Nor were these misapplications of Darwinian theory limited to high school text books. Eugenic views held sway at institutions of higher learning such as Harvard University, under racist President Abbott Lawrence Lowell. Even so distinguished a Supreme Court Justice as Oliver Wendell Holmes upheld a mandatory sterilization law on the basis of pseudoscientific assumption about inheritance and genetics. His widely quoted rationale - that "three generations of imbeciles are enough" - was later cited by Nazi apologists for mass sterilization. Ironically, the journalist character in the play and movie was based on the real life reporter H.L. Mencken, whose newspaper paid some of the legal expenses for the defense. The real life Mencken was himself a rabid racist as well as an anti-religious bigot.

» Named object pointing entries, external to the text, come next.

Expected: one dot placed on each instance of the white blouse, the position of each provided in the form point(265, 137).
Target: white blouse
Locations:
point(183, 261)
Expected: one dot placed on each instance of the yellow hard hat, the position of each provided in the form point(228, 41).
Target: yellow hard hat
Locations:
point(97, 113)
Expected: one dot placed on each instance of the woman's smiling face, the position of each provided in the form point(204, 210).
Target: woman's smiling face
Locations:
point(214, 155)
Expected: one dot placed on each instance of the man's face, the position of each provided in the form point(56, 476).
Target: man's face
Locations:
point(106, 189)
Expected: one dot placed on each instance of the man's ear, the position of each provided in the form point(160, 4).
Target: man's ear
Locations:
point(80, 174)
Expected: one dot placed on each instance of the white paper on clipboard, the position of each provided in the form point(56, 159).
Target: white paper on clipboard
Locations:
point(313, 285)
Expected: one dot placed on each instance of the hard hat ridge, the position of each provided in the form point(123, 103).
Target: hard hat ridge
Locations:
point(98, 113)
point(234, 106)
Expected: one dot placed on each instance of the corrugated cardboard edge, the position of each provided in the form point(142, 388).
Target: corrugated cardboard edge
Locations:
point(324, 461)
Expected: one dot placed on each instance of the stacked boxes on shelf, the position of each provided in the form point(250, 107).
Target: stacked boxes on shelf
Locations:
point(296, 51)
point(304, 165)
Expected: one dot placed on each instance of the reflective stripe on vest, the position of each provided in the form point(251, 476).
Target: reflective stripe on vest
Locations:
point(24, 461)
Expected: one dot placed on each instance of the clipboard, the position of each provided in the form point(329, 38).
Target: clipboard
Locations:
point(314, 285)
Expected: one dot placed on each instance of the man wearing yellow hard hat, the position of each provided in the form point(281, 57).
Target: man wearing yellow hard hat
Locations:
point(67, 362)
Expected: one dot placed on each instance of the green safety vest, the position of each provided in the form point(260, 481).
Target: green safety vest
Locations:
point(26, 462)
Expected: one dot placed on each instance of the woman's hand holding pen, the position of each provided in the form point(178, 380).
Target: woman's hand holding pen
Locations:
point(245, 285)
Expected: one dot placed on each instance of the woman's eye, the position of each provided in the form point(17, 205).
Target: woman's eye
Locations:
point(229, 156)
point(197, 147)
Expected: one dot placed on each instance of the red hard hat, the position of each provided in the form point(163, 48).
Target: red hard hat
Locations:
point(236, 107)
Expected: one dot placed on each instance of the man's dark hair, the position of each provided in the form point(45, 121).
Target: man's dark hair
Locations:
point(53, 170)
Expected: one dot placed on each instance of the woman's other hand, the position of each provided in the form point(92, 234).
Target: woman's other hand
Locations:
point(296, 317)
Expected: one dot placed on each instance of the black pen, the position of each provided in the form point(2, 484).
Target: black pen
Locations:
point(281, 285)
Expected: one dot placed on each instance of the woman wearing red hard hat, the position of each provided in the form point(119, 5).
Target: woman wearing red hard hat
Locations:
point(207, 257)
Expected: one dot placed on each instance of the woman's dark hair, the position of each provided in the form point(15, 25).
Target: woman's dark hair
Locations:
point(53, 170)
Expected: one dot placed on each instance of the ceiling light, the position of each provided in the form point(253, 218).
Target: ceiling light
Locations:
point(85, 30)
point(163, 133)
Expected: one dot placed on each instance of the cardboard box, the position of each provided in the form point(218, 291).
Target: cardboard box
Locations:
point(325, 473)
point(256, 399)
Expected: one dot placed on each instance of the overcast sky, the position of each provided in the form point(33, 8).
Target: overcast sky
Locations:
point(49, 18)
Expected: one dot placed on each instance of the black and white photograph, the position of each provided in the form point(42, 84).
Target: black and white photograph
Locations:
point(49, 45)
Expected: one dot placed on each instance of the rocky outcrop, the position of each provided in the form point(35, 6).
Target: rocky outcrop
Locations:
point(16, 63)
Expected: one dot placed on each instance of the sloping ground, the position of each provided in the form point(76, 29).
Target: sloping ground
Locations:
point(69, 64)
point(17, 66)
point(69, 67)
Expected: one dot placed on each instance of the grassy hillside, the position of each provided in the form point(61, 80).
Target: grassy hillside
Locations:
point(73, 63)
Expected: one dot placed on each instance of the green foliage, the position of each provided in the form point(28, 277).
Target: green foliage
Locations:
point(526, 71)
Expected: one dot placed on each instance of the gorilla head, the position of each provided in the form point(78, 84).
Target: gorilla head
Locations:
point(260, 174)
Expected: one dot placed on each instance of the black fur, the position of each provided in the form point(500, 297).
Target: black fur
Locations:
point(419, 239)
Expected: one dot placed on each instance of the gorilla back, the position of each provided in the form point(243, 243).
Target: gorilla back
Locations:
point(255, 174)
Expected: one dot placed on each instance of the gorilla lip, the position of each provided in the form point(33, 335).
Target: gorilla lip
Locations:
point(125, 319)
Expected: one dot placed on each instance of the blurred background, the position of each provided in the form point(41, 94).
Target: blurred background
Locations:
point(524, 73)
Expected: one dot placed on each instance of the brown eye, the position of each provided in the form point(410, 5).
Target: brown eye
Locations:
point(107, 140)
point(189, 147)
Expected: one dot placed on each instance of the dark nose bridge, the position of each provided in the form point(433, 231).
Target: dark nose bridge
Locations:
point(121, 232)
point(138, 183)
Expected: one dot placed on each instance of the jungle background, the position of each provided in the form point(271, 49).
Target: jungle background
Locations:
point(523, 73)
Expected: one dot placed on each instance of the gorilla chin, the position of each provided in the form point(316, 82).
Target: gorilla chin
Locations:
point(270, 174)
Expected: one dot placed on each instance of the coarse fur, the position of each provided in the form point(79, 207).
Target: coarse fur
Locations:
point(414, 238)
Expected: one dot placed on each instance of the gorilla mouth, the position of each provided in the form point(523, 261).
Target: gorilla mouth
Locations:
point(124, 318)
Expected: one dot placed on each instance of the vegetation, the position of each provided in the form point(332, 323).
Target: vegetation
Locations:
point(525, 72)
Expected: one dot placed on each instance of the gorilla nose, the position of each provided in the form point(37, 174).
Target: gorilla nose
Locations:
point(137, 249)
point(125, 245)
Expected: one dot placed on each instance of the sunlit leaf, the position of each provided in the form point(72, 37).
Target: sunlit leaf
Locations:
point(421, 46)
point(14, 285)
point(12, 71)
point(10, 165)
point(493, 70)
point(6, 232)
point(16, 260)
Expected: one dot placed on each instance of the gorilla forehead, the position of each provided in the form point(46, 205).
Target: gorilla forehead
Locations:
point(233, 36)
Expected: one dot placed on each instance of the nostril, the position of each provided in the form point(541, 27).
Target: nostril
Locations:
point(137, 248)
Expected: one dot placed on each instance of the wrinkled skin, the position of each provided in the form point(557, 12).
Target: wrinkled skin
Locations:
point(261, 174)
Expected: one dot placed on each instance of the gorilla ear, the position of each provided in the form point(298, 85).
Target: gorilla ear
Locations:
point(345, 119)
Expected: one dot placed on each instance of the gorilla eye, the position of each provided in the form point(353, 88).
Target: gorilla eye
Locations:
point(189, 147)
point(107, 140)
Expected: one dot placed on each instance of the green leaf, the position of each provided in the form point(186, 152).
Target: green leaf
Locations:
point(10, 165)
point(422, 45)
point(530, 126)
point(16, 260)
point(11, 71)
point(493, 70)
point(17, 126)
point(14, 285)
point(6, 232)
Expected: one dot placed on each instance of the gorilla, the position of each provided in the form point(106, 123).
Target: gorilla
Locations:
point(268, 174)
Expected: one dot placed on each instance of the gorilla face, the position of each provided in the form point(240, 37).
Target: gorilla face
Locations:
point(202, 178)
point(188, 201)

It should not be surprising, therefore, that William Jennings Bryan, who was a populist and an egalitarian, would be outraged - both morally and religiously - at what he believed was a direct attack on the morality and religion that had formed the basis of his entire political career.
Nor was Bryan the know-nothing Biblical literalist of Inherit the Wind. For the most part, he actually seems to have gotten the better of Clarence Darrow in the argument over the Bible. To Darrow's question, "Do you think the earth was made in six days?", Bryan's actual answer was, "I do not think they were twenty-four hour days." He then proceeded to suggest that these "days" were really "periods" and that the creation may have taken "6,000,000 years or 600,000,000 years."

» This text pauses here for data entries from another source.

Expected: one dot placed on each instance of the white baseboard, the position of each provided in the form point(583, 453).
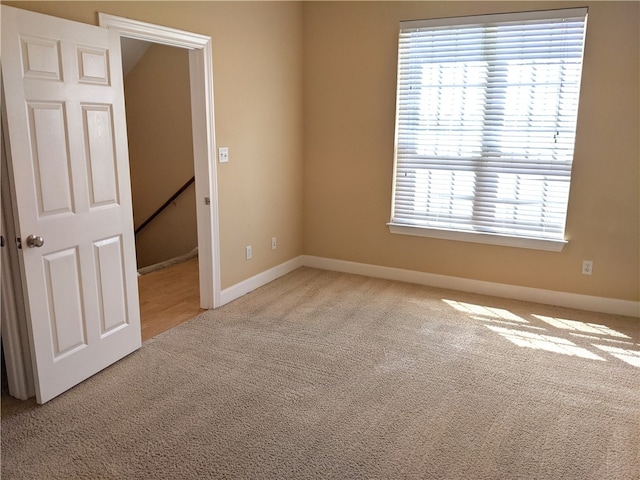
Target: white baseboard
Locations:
point(549, 297)
point(528, 294)
point(239, 289)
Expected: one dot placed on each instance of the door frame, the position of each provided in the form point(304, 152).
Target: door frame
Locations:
point(203, 125)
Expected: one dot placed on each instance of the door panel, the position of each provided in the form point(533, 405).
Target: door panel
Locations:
point(69, 164)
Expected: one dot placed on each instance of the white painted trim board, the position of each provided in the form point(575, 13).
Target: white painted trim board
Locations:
point(528, 294)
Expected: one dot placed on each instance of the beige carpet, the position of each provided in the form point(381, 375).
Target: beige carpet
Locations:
point(328, 375)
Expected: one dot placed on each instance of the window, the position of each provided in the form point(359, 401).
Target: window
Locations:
point(485, 127)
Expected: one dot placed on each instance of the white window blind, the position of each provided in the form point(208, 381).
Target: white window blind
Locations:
point(486, 121)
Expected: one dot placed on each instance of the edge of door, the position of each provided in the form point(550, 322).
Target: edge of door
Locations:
point(202, 118)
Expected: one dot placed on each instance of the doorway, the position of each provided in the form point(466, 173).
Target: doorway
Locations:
point(201, 83)
point(201, 88)
point(159, 129)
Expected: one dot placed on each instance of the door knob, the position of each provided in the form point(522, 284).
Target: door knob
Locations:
point(34, 241)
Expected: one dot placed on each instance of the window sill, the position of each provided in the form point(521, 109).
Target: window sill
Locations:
point(477, 237)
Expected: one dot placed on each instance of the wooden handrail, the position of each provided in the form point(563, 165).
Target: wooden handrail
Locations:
point(165, 204)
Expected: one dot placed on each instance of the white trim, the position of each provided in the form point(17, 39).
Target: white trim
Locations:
point(528, 294)
point(250, 284)
point(548, 245)
point(496, 17)
point(203, 125)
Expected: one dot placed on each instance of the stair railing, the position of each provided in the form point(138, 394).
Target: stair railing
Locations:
point(165, 205)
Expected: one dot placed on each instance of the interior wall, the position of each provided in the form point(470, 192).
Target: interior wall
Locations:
point(257, 70)
point(158, 106)
point(350, 51)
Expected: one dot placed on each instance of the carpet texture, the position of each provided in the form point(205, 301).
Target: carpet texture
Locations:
point(328, 375)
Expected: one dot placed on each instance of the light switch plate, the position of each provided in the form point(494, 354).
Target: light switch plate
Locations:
point(223, 154)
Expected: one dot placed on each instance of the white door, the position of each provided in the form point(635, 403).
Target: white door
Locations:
point(68, 155)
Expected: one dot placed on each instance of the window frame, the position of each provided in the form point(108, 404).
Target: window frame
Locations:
point(476, 236)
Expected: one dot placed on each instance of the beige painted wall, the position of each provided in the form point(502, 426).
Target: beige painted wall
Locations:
point(349, 102)
point(257, 65)
point(337, 60)
point(158, 105)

When Darrow questioned Bryan about the Biblical story of Joshua ordering the sun to stand still, he obviously expected Bryan to claim that the sun orbited around the earth, as the Bible implies. But Bryan disappointed him by testifying that he believed that "the earth goes around the sun." He then proceeded to explain why the divinely inspired author of the Joshua story "may have used language that could be understood at that time."
All in all, Bryan does quite well in defending his position and Darrow comes off as something of an anti-religious cynic. The law was on Darrow's side, although it took more than half a century for the Supreme Court to vindicate his position. But the primitive and misapplied evolution taught by John Scopes was neith good science nor good morality. Censorship of the kind dictated by the Tennessee anti-evolution law was not the proper response to the dangers of teaching high school students the kind of racist rubbish contained in the textbook used by Scopes. Religion does indeed have its proper role in constraining the misapplications of science, but not in the classrooms of public schools.
This is an excerpt from Alan Dershowitz's commentary on the Scopes Trial of 1925. This commentary is found as the Introduction to a book called The Scopes Trial published by Gryphon Editions in 1990. Dershowitz has spent most of his career as a law professor at Harvard University and is a high profile criminal defense attorney. He is a noted author and influential modern commentator.